I looked harder at Javascript and came across Douglas Crockford's module pattern, which essentially uses lexical scoping to hide data, instead of an object system.  Inheritance, too, turns all weird in Javascript, since it's based on prototypes instead of classes, to say nothing of Perl's build-your-own system with the conventional approach of using a hash to store all the fields.  Polymorphism seemed to be nothing different than passing first-class functions.

Perhaps I should go into more detail about that.  With polymorphism, the code actually called when a particular object method is invoked depends on the type of object.  Different objects that implement the same method signature are interchangeable, although in statically checked languages, they may need to share a base class or interface.  But, what is different about this as compared to passing a function directly?  Both cases store different code-to-be-called into the same variable, and both cases have to agree on the call's signature.  Objects can have internal state, but passed-in functions can achieve the same by closing over lexical variables.

The only thing objects really add above a function is the ability to call several different methods on the object.  Even so, this feature is easily replicated by passing a hash table instead of a function, where the keys are strings forming method names, and the values are the corresponding function.  Again, some languages provide more guarantees about the structure of an object than the structure of data pretending to be an object, but in others, the two are indistinguishable.  You wouldn't be warned until runtime that an object method could not be found.

Functional and OO programming seemed to be equivalent.  I demonstrated this by producing a primitive object system using only Perl's functional programming constructs, along with a class whose objects reasonably represented closures in PHP 5.  (This was long before PHP 5.3, where they added actual closures, and also a __call method to allow objects to pretend to be functions.)

I eventually discovered Jonathan Rees' thoughts on the meaning of object orientation, which justified my appraisal of OOP-as-it-was-taught-to-me as the Emperor's new clothes.  It agreed that that kind of OOP was not the only possible manifestation, nor was it necessarily the One True Way.

FP clearly had a different cadence to it than the OOP it was equivalent to, but that was more of a natural consequence of reducing friction between naming and using functions.  Things like map can be written in OO style, but it's cumbersome enough there that nobody does so unless backed into a corner.

Recently, I've been reading about game coding, and how there is very little in the way of OOP, because of the need to keep caches well-utilized.  Iterating through an array of x-values, where each index represents a different game object, ends up being faster than iterating through an array of objects, since there are many object properties that need skipped over.  (Also, if objects are of differing length, the accesses are harder for hardware to predict.)  Unused properties in a loop represent memory that was fetched and paid for, but wasted.

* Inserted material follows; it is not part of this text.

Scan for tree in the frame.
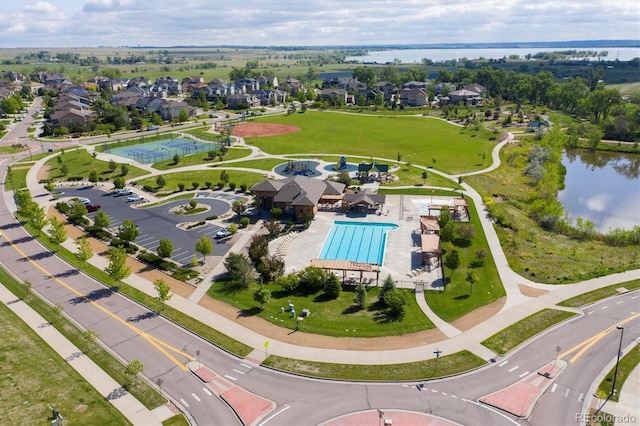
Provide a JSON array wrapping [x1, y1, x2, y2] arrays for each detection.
[[26, 203, 49, 235], [104, 247, 131, 288], [253, 285, 271, 308], [248, 234, 269, 266], [384, 288, 407, 319], [258, 255, 284, 282], [465, 271, 478, 294], [231, 200, 246, 216], [196, 235, 213, 260], [178, 108, 189, 123], [118, 219, 140, 246], [378, 274, 396, 302], [124, 359, 144, 386], [353, 283, 367, 309], [76, 236, 93, 266], [113, 176, 126, 189], [324, 273, 342, 299], [93, 210, 111, 229], [153, 278, 173, 310], [444, 249, 460, 279], [224, 253, 255, 287], [49, 216, 67, 245], [156, 238, 173, 258]]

Thus, game coding really strikes me as data-oriented programming.  There may be an "object design", but memory is laid out for maximum speed and parallelism of data access.

Where does "procedural programming" fall?  I don't think it's a useful distinction anymore, because I don't think there are any purely procedural languages left in wide use.  (Niche use, perhaps, like legacy COBOL systems, or physicists writing FORTRAN.  But not for anything in my slice of the programming world, certainly.)  Even lowly C offers function pointers, which allow for both OOP and FP idioms, as the case may warrant. Pretty much any GTK+ program uses both styles—FP for event callbacks, and OOP for the widgets (and possibly data).  C can't, AFAIK, pass pointers to lexical variables outside of the lexical container, so GTK+ has a userdata parameter threaded through every event call to simulate closure, but other than that, the illusion is fairly complete.

1 comment:

Brian Rowe said...

I think I recall Sussman claiming that lisp is all about "language oriented design" (but I might be wrong, that could have been in Graham's On Lisp).

Anyhow, check out this post:

DSLs are the best way to express solutions, and lisp enables their creation in a way that no other language can.